The suit, filed in Thurston County Superior Court, asks the court to prevent county auditors from collecting what BIAW characterizes as an unconstitutional surcharge.
House Bill 1277 (HB 1277), passed by the House and Senate in May and signed by Gov. Jay Inslee in May, authorizes the $100 fee on top of existing fees charged by county auditors to file legal recording documents, including the transfer or sale of real property.
“We don’t oppose what the fund is going for,” said Jackson Maynard, BIAW’s general counsel, explaining that recording fees should be limited to paying for the cost of processing and archiving documents, not paying for subsidized housing and the like through surcharges tacked onto document filing fees.
“We want it funded constitutionally,” he said.
That means, according to Maynard, either funding these programs through existing sources within the state’s operating budget or new taxes.
“The fact that document fees are a reliable source of income and resources are limited does not create a justification to ignore the constitutional limitations on fees,” the lawsuit, filed Tuesday, states. “As a side note, budget writers during the 2021-22 budget cycle enjoyed increased revenues of approximately $4.6 billion from prior projections.”
The measure violates two other provisions of the Washington State Constitution related to transparency, according to the BIAW.
The organization contends the bill violates the single subject requirement – Article II, Section 19 – because the title too narrowly focuses on increasing some revenue, but some portions of the bill do not increase revenue.
“The title of the act states directly that the primary purpose of the surcharge is to raise additional revenue source for eviction prevention and housing stability services,” the suit says. “This is revenue for general governmental purposes and not for the purpose of regulating and funding the processing of recorded documents.”

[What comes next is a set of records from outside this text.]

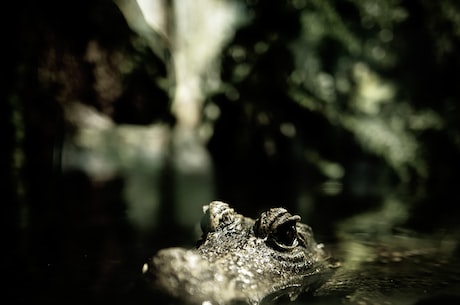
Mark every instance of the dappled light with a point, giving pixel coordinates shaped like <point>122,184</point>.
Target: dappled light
<point>123,118</point>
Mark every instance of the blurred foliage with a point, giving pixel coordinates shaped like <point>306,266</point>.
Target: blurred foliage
<point>330,108</point>
<point>365,87</point>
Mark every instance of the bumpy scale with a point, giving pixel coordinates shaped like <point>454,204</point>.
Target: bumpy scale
<point>242,260</point>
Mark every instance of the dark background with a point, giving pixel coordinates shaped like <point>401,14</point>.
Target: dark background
<point>66,237</point>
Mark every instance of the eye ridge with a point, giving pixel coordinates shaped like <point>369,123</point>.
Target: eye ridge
<point>285,235</point>
<point>279,228</point>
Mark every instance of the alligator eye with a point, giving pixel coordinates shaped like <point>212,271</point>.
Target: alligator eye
<point>278,228</point>
<point>285,235</point>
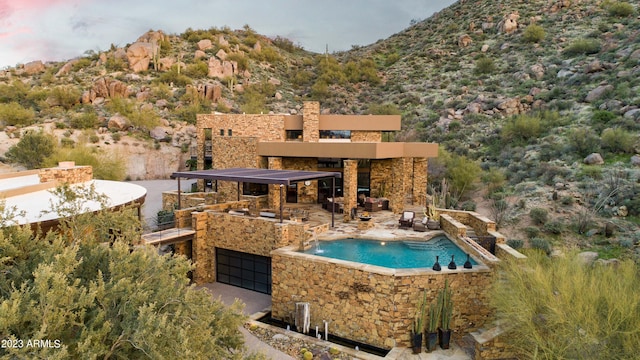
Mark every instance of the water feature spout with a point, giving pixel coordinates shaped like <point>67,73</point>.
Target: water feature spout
<point>452,264</point>
<point>303,317</point>
<point>436,266</point>
<point>467,264</point>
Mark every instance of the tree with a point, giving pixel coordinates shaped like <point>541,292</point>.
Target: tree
<point>32,149</point>
<point>91,299</point>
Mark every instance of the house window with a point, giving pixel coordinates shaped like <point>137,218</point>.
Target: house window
<point>335,134</point>
<point>294,134</point>
<point>254,189</point>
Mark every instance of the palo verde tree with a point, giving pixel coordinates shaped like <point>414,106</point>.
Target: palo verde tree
<point>92,296</point>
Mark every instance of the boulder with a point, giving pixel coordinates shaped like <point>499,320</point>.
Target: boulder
<point>158,133</point>
<point>33,67</point>
<point>464,40</point>
<point>118,122</point>
<point>205,44</point>
<point>66,68</point>
<point>594,159</point>
<point>598,93</point>
<point>139,56</point>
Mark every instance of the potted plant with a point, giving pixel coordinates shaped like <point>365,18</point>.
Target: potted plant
<point>432,326</point>
<point>416,331</point>
<point>446,306</point>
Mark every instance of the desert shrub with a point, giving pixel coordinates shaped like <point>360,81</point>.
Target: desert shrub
<point>65,96</point>
<point>13,114</point>
<point>533,33</point>
<point>553,227</point>
<point>515,243</point>
<point>85,120</point>
<point>617,140</point>
<point>522,128</point>
<point>531,231</point>
<point>584,141</point>
<point>32,149</point>
<point>619,8</point>
<point>197,70</point>
<point>582,47</point>
<point>539,216</point>
<point>554,313</point>
<point>484,65</point>
<point>541,244</point>
<point>106,165</point>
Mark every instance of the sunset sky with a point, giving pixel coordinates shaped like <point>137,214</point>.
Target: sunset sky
<point>63,29</point>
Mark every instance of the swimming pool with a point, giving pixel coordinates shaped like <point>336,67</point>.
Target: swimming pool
<point>397,254</point>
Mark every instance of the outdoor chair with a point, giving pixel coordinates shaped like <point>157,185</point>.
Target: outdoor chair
<point>407,219</point>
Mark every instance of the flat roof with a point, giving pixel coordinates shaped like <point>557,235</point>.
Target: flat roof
<point>259,176</point>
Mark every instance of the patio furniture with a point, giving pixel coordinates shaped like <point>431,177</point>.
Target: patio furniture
<point>406,221</point>
<point>372,204</point>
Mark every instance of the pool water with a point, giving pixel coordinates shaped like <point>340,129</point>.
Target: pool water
<point>397,254</point>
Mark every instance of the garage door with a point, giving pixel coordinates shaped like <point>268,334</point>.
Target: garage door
<point>244,270</point>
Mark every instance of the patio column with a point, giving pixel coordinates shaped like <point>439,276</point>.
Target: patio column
<point>350,187</point>
<point>274,163</point>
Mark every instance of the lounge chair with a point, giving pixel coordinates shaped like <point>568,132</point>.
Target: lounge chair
<point>407,219</point>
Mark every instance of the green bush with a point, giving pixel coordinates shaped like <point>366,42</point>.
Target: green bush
<point>13,114</point>
<point>559,308</point>
<point>32,149</point>
<point>553,227</point>
<point>584,141</point>
<point>619,9</point>
<point>582,47</point>
<point>522,128</point>
<point>618,140</point>
<point>541,244</point>
<point>484,65</point>
<point>515,243</point>
<point>539,216</point>
<point>533,33</point>
<point>531,232</point>
<point>84,120</point>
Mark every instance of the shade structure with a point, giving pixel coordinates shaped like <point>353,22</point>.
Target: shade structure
<point>260,176</point>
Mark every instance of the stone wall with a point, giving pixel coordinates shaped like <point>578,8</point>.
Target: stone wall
<point>311,121</point>
<point>69,175</point>
<point>374,307</point>
<point>366,136</point>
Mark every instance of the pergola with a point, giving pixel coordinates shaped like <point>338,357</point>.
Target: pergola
<point>260,176</point>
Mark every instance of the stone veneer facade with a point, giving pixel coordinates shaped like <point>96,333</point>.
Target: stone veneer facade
<point>234,141</point>
<point>70,174</point>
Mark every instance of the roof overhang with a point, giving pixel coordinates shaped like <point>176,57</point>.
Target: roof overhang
<point>259,176</point>
<point>352,150</point>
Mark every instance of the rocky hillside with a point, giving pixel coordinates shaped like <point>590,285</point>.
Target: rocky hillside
<point>543,95</point>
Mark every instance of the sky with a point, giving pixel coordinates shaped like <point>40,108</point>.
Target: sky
<point>58,30</point>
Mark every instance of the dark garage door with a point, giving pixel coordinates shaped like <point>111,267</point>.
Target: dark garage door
<point>244,270</point>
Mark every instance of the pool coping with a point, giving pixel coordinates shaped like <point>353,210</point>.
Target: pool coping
<point>293,251</point>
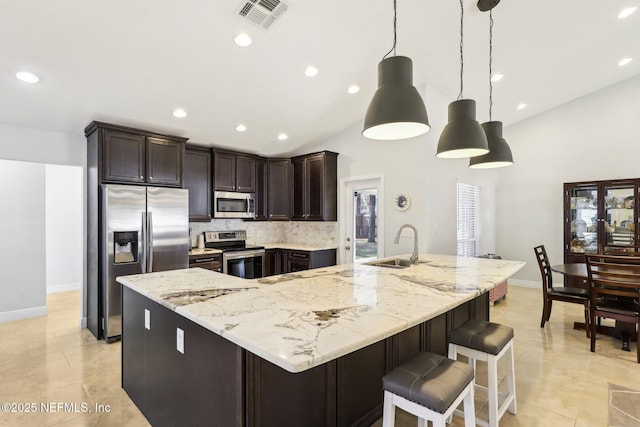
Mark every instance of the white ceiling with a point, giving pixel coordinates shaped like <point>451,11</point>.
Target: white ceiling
<point>132,62</point>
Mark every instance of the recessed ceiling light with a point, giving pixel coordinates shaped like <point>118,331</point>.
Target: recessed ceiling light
<point>242,40</point>
<point>353,89</point>
<point>624,61</point>
<point>627,11</point>
<point>27,77</point>
<point>179,113</point>
<point>311,71</point>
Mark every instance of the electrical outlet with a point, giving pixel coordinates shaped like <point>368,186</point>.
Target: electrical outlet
<point>180,340</point>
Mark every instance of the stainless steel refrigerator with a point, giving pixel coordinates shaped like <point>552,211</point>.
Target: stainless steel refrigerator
<point>144,229</point>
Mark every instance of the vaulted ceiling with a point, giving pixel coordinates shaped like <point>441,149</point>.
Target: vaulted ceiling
<point>134,62</point>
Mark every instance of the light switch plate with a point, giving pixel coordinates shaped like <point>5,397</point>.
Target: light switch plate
<point>180,340</point>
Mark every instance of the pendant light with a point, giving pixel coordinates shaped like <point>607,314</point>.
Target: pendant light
<point>499,152</point>
<point>462,136</point>
<point>396,110</point>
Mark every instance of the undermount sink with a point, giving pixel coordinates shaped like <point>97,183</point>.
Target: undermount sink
<point>391,263</point>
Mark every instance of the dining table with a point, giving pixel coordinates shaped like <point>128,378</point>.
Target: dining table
<point>622,330</point>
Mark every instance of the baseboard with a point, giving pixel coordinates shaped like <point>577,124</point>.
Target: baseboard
<point>524,283</point>
<point>63,288</point>
<point>25,313</point>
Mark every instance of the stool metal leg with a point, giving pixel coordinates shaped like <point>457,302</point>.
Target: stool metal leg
<point>389,411</point>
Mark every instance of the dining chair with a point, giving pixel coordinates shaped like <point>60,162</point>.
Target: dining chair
<point>552,293</point>
<point>614,285</point>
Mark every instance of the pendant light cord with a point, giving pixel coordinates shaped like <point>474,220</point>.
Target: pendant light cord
<point>393,48</point>
<point>461,50</point>
<point>490,62</point>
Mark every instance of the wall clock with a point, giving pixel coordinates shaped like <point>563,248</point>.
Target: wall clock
<point>402,202</point>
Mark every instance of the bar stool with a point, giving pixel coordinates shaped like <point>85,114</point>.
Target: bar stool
<point>430,387</point>
<point>488,342</point>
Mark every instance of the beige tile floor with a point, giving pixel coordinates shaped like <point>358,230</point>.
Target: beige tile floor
<point>49,360</point>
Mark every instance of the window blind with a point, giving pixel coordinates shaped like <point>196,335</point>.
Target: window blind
<point>467,219</point>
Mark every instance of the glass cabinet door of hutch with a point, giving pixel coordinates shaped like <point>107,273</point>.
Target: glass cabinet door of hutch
<point>619,222</point>
<point>583,217</point>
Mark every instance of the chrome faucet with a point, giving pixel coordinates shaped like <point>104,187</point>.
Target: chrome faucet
<point>414,255</point>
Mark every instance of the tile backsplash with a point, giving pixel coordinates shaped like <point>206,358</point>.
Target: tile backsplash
<point>323,234</point>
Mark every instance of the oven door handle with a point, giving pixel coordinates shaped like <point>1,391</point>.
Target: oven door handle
<point>243,254</point>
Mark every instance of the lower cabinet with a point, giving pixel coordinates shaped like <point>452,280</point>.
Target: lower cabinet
<point>195,387</point>
<point>214,382</point>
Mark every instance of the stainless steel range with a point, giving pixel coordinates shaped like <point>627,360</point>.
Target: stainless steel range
<point>238,258</point>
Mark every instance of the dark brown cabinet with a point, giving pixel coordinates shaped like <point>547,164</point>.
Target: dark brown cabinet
<point>279,193</point>
<point>128,155</point>
<point>197,179</point>
<point>281,261</point>
<point>599,213</point>
<point>234,172</point>
<point>261,205</point>
<point>315,187</point>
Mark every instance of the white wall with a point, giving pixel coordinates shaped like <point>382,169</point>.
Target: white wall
<point>64,228</point>
<point>34,145</point>
<point>410,167</point>
<point>595,137</point>
<point>22,248</point>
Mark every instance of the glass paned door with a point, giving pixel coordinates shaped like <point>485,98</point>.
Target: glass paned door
<point>619,224</point>
<point>584,220</point>
<point>365,219</point>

The suit goes on to note, “Sections 7-11 of the bill add two types of documents, water sewer district liens and wage liens, to the list of those exempted from the existing current law surcharges in RCW 36.22.178, 36.22.179, 36.22.1791 and 36.22.240. 64. Sections 7-11 of the bill therefore reduce the revenue for eviction prevention and housing stability services which is the opposite of the title of the bill.”
Furthermore, the suit alleges the legislature failed to increase all provisions of the law that were changed as required by Article II, Section 37 of the state constitution, which states, “No act shall ever be revised or amended by mere reference to its title, but the act revised or the section amended shall be set forth at full length.”
Aside from the questionable constitutionality of the HB 1277, Maynard characterizes it as bad policy.
“It does add up,” he said of the various fees that are part of doing business in terms of multiple real estate filings.
Costs added the construction of homes, of course, gets passed on to homebuyers.
“You can’t make housing more affordable by making it more expensive,” Maynard said.
According to Redfin, a Seattle-based full-service real estate brokerage, home prices statewide were up 17% year-over-year in October. During the same period, the number of homes sold fell 14.9% and the number of homes for sale fell 42.3%.